All three criticisms are wholly appropriate. But what in hell were they expecting? For audiences willing to switch their brain into disbelief-suspension mode, ‘The A-Team’ is just as dumb, loud and superficial as it needs to be.
It’s basically an origin story, as our four outlaw heroes meet in a hail of bullets on an undercover mission in the Mexican desert before being posted to Iraq and framed for treason. Eyebrows were raised when Liam Neeson agreed to pick up George Peppard’s stogie-chewing mantle as Captain Hannibal Smith, but he just about maintains his dignity, forming a solid core of thespian gravitas for his wisecracking sidemen Face (Bradley Cooper) and Murdock (Sharlto Copley) to run circles around.

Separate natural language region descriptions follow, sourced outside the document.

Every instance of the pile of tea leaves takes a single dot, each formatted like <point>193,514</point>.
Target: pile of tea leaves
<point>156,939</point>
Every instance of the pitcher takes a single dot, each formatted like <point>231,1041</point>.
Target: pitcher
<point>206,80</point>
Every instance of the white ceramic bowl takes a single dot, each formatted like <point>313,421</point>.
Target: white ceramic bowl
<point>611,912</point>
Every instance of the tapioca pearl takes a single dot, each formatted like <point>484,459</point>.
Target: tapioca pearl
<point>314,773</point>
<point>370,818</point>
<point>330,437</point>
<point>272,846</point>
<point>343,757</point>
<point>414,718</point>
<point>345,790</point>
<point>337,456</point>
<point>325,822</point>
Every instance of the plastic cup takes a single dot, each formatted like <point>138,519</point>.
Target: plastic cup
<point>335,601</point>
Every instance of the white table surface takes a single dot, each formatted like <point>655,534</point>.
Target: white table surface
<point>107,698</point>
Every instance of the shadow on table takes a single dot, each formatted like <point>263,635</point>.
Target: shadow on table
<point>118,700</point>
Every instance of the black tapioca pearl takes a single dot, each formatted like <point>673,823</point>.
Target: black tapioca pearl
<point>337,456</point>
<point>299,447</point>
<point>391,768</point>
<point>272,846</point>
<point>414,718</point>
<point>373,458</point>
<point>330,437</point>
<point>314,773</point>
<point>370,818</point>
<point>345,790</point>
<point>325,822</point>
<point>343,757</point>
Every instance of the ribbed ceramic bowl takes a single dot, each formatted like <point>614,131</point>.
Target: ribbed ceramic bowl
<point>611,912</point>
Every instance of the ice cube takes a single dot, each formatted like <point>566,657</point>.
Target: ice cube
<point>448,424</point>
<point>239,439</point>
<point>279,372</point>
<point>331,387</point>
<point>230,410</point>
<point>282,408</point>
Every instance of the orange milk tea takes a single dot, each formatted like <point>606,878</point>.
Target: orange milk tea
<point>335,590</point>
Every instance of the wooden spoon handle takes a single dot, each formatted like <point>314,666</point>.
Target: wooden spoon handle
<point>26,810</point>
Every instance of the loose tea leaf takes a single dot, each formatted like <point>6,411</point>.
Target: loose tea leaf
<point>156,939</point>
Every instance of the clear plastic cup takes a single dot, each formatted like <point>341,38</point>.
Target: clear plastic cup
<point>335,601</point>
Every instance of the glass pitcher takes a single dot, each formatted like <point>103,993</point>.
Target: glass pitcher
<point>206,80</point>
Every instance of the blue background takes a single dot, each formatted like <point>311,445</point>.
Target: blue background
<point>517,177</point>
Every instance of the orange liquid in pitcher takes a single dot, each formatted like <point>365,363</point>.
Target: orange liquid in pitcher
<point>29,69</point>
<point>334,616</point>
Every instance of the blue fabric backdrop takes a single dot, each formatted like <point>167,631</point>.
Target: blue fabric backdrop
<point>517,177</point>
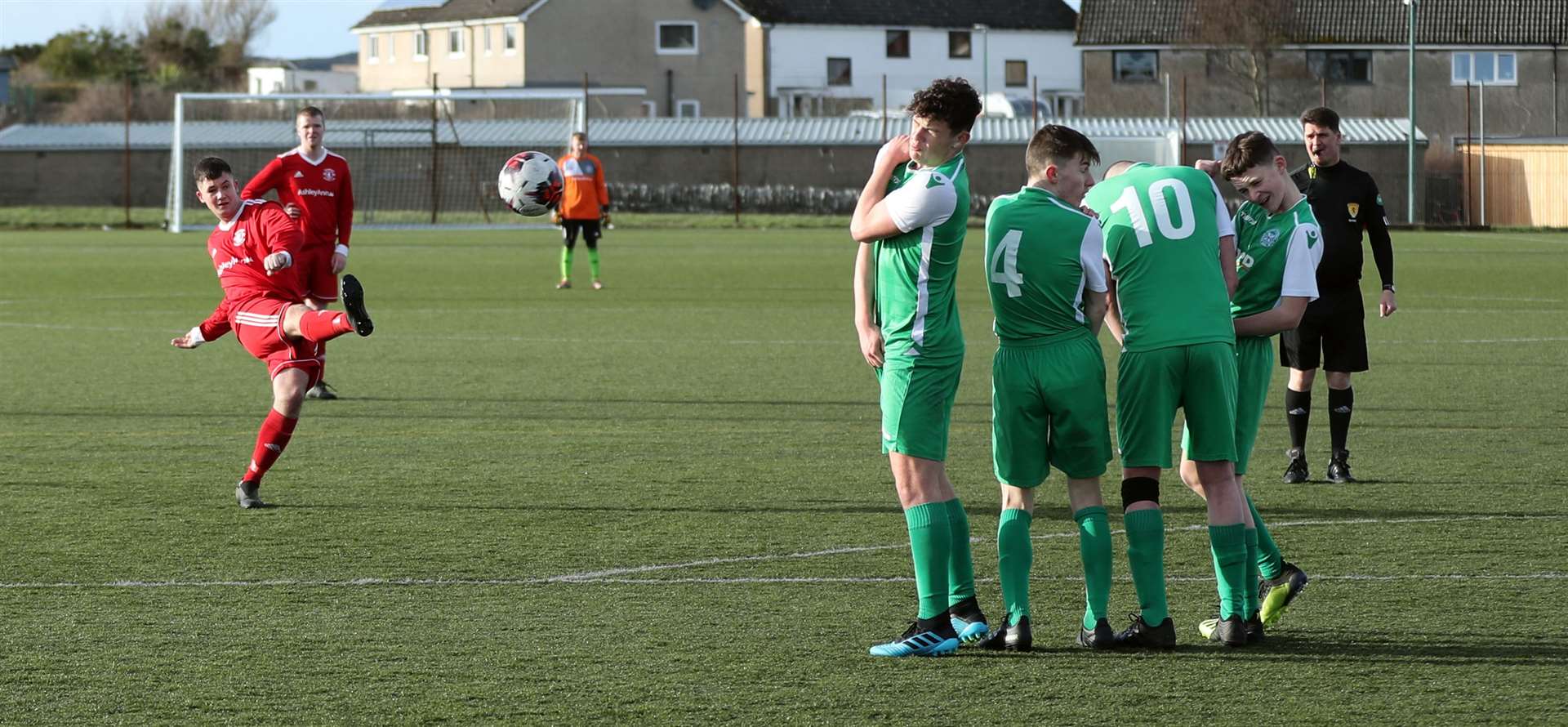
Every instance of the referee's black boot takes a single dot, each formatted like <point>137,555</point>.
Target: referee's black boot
<point>1295,472</point>
<point>1339,467</point>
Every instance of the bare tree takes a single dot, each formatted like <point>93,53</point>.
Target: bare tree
<point>1244,37</point>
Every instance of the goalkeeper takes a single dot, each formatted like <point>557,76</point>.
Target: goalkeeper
<point>586,206</point>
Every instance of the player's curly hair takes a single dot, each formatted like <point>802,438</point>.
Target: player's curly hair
<point>951,100</point>
<point>1054,143</point>
<point>211,168</point>
<point>1247,151</point>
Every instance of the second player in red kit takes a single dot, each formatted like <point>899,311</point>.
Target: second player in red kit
<point>317,193</point>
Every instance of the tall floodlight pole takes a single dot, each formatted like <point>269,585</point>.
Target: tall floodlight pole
<point>1410,133</point>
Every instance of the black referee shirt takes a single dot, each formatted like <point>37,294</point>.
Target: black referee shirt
<point>1346,201</point>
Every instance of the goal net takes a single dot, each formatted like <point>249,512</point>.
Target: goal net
<point>414,158</point>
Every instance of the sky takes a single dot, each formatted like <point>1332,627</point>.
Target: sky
<point>305,29</point>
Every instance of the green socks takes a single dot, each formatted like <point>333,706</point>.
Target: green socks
<point>1228,544</point>
<point>1015,554</point>
<point>1147,558</point>
<point>1250,602</point>
<point>930,544</point>
<point>1267,555</point>
<point>960,564</point>
<point>1095,552</point>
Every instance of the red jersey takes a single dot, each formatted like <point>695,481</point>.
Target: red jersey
<point>586,194</point>
<point>320,189</point>
<point>237,249</point>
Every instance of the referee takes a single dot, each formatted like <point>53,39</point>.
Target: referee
<point>1332,331</point>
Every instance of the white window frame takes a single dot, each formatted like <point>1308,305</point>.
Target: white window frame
<point>1470,56</point>
<point>659,32</point>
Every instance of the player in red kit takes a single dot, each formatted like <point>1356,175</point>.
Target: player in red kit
<point>255,249</point>
<point>314,187</point>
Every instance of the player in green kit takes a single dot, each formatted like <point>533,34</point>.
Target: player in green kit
<point>1278,247</point>
<point>911,221</point>
<point>1048,378</point>
<point>1172,256</point>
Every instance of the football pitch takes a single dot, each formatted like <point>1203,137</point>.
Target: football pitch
<point>664,502</point>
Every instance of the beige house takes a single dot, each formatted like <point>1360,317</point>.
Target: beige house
<point>683,54</point>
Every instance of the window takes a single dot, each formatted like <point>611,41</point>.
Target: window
<point>676,38</point>
<point>1351,66</point>
<point>898,44</point>
<point>1486,68</point>
<point>840,73</point>
<point>1017,73</point>
<point>1136,66</point>
<point>960,44</point>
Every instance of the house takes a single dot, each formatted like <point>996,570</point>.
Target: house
<point>328,76</point>
<point>1281,57</point>
<point>825,57</point>
<point>687,57</point>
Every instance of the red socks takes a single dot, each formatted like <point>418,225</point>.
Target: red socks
<point>320,326</point>
<point>270,442</point>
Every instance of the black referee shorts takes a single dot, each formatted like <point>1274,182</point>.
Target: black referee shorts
<point>1332,334</point>
<point>587,228</point>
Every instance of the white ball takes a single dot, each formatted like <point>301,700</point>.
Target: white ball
<point>530,184</point>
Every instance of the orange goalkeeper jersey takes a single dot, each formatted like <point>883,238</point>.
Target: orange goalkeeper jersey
<point>586,196</point>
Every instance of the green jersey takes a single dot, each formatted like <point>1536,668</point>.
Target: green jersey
<point>1041,254</point>
<point>916,270</point>
<point>1162,230</point>
<point>1275,256</point>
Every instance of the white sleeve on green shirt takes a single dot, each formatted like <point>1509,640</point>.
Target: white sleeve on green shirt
<point>1092,254</point>
<point>920,204</point>
<point>1300,262</point>
<point>1222,215</point>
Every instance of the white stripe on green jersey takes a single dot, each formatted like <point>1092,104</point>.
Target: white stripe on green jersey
<point>918,268</point>
<point>1162,240</point>
<point>1040,256</point>
<point>1267,270</point>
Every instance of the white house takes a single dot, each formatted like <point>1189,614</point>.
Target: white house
<point>328,76</point>
<point>828,56</point>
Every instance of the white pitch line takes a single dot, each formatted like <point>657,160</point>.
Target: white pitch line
<point>615,575</point>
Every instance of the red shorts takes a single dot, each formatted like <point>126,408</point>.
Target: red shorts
<point>314,267</point>
<point>259,325</point>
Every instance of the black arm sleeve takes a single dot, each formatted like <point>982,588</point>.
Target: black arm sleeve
<point>1377,234</point>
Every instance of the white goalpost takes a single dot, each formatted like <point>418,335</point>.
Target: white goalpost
<point>421,157</point>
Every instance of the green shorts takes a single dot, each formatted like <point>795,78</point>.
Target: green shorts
<point>1048,409</point>
<point>1254,368</point>
<point>918,404</point>
<point>1196,378</point>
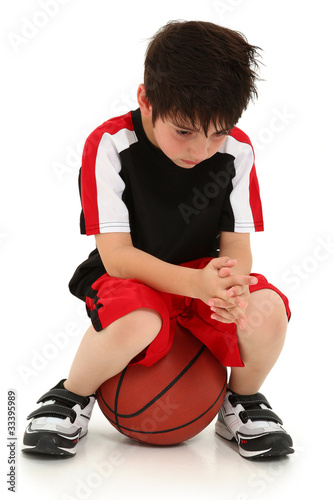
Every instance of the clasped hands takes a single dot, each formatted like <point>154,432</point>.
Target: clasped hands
<point>227,294</point>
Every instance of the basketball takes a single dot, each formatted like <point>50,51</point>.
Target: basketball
<point>170,401</point>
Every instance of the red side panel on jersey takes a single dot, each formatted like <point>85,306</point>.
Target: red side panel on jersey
<point>255,200</point>
<point>88,187</point>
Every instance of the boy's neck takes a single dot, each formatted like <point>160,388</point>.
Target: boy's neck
<point>148,128</point>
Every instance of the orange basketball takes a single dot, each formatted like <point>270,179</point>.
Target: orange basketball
<point>171,401</point>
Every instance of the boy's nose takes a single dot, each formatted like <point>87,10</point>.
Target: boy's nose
<point>199,151</point>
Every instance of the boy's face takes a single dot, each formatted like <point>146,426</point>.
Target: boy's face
<point>185,146</point>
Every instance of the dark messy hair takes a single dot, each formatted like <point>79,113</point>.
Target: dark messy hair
<point>198,73</point>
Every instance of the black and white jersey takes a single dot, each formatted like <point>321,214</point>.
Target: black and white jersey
<point>176,214</point>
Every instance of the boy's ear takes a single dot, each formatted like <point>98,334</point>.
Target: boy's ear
<point>145,107</point>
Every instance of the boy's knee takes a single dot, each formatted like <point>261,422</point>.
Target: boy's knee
<point>137,329</point>
<point>266,311</point>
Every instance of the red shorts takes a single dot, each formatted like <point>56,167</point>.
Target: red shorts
<point>111,298</point>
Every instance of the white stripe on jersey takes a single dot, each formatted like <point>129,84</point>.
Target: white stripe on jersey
<point>240,194</point>
<point>112,211</point>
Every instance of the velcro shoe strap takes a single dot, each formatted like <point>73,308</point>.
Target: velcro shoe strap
<point>65,396</point>
<point>53,411</point>
<point>253,399</point>
<point>256,414</point>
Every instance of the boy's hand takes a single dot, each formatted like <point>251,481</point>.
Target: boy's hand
<point>226,294</point>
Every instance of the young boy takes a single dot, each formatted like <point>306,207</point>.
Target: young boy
<point>171,194</point>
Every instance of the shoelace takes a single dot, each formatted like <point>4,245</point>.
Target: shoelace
<point>252,409</point>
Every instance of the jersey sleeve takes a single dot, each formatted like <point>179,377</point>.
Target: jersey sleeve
<point>101,187</point>
<point>243,209</point>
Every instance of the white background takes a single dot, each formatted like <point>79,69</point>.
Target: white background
<point>67,67</point>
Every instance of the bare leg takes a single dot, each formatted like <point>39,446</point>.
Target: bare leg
<point>101,355</point>
<point>261,342</point>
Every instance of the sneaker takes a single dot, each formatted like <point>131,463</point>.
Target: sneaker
<point>59,423</point>
<point>250,421</point>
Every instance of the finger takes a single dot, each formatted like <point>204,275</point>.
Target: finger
<point>227,304</point>
<point>224,272</point>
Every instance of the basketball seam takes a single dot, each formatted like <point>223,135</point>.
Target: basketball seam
<point>144,408</point>
<point>167,430</point>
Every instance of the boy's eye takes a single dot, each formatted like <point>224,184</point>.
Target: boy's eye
<point>183,132</point>
<point>222,133</point>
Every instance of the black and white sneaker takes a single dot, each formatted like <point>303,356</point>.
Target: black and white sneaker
<point>59,423</point>
<point>251,422</point>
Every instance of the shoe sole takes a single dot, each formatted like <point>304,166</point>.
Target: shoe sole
<point>47,446</point>
<point>49,443</point>
<point>274,445</point>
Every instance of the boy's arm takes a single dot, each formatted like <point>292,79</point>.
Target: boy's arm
<point>237,246</point>
<point>122,260</point>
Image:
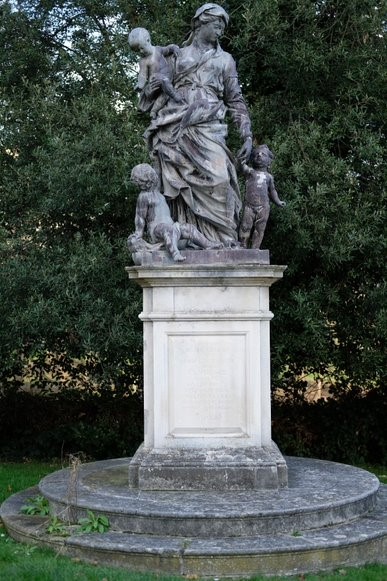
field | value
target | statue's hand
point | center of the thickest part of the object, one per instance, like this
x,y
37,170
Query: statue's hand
x,y
245,151
174,49
154,85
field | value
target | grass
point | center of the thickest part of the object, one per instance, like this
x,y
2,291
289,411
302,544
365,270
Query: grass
x,y
20,562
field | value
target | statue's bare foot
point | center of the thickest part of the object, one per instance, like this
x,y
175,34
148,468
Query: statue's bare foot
x,y
214,245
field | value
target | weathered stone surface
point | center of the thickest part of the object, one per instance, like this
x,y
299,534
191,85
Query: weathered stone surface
x,y
357,533
228,256
202,469
319,494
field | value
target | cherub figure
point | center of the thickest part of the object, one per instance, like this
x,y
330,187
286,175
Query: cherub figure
x,y
153,215
259,190
154,66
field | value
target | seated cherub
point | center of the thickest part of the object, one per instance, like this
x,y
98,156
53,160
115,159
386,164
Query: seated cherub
x,y
154,217
154,69
259,190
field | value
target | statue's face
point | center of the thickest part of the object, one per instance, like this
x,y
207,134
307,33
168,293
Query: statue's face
x,y
261,158
211,31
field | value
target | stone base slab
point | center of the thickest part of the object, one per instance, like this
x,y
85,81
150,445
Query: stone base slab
x,y
223,256
204,469
330,516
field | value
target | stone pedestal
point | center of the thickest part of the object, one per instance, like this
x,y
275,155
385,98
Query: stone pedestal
x,y
207,376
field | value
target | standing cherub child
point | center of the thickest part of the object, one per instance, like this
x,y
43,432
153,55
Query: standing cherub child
x,y
153,215
154,67
259,190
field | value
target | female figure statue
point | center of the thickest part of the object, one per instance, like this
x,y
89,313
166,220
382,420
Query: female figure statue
x,y
187,139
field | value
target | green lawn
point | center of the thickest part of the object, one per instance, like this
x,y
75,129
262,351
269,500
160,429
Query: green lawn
x,y
19,562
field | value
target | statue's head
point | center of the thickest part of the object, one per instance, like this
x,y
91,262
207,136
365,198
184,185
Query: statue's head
x,y
139,40
206,14
144,176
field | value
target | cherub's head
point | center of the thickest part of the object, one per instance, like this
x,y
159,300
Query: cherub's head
x,y
261,157
140,41
144,176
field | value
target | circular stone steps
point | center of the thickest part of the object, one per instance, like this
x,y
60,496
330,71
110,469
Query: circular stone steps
x,y
331,515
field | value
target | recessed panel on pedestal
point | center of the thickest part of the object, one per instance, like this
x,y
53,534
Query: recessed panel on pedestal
x,y
207,384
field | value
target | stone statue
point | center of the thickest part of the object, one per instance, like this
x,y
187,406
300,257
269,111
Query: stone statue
x,y
187,135
260,189
154,66
154,217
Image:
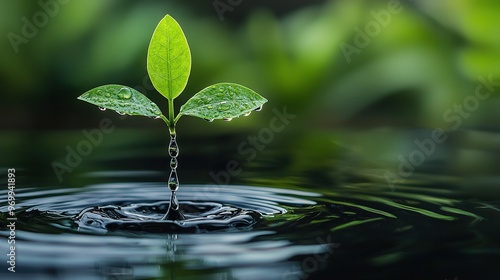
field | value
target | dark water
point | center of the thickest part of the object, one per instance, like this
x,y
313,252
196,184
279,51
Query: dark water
x,y
306,224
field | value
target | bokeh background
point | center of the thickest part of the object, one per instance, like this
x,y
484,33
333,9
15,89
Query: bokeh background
x,y
361,110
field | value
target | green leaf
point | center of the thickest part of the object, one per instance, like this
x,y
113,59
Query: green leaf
x,y
123,99
169,58
222,101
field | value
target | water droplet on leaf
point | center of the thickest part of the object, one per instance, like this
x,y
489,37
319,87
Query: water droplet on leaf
x,y
125,93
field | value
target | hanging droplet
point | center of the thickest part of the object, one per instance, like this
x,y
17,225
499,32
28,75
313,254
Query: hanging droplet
x,y
173,181
125,93
174,203
173,149
173,163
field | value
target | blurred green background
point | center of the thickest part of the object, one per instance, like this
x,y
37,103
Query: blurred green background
x,y
409,63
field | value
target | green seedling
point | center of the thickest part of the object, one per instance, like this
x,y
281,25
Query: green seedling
x,y
169,66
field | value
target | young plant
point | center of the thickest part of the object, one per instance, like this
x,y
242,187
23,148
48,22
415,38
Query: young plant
x,y
169,66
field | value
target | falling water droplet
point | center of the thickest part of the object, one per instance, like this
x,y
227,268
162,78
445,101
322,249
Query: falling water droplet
x,y
174,203
125,93
173,163
173,181
173,149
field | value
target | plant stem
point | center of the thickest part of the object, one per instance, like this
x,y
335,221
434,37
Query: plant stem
x,y
171,122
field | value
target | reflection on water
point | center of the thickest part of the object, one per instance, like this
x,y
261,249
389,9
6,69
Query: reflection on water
x,y
313,210
294,234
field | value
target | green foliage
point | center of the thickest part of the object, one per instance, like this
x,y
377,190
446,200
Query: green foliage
x,y
123,99
169,58
169,66
222,101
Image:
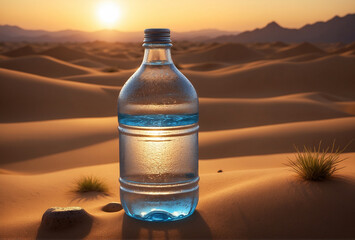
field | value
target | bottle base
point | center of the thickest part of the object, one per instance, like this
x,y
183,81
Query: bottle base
x,y
159,216
169,204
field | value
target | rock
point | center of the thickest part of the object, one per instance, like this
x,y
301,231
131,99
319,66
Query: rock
x,y
112,207
58,218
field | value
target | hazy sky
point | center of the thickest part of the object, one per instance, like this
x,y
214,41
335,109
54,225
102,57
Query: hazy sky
x,y
180,15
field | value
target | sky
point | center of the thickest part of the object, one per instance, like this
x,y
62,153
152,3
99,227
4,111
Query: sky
x,y
179,15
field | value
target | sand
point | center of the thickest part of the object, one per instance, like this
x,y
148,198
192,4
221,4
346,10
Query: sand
x,y
58,122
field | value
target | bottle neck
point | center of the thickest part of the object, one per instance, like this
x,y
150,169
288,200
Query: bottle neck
x,y
157,53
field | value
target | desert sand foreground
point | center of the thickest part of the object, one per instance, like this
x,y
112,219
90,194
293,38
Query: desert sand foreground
x,y
58,122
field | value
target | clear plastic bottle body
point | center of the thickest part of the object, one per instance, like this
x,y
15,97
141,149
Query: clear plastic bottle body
x,y
158,134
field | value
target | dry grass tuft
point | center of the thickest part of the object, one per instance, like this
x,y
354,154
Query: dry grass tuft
x,y
317,164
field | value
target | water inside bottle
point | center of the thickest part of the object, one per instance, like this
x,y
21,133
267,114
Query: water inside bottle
x,y
159,167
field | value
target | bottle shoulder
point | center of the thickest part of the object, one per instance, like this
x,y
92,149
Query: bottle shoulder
x,y
159,85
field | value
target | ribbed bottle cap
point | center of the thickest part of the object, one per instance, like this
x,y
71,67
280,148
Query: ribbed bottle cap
x,y
157,35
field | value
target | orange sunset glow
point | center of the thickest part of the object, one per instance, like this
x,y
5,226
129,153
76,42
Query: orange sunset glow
x,y
177,119
184,15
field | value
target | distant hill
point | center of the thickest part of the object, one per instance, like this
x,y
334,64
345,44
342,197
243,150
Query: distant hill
x,y
337,29
17,34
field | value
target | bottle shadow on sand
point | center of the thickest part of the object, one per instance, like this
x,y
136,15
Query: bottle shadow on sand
x,y
191,227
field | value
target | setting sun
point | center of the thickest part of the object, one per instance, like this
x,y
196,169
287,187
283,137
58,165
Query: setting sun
x,y
108,13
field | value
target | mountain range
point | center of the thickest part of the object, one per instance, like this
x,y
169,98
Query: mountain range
x,y
15,34
337,29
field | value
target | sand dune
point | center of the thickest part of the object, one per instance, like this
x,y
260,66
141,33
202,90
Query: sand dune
x,y
276,138
333,75
228,52
247,194
44,66
26,97
22,51
88,63
58,122
62,139
237,113
53,137
208,66
218,114
68,54
299,49
112,79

Director Joe Carnahan (‘Narc’, ‘Smokin’ Aces’) marshals proceedings with a thunderous and gleeful absence of subtlety: zip-pans, smash edits and MTV-style freeze-frames abound, and many of the action scenes are so jerky and cluttered that it’s hard to know what’s going on. But when those same sequences involve looping-the-loop helicopters, avalanches of shipping crates and tanks plummeting from burning aeroplanes, perhaps it’s for the best.
So, of course, the plot could be tighter, the script less cliché ridden, the action clearer and the performances not so broad. But as an unfussy, streamlined example of old-school Hollywood summer cinema at its purest and most unpretentious, ‘The A-Team’ scores at least a B.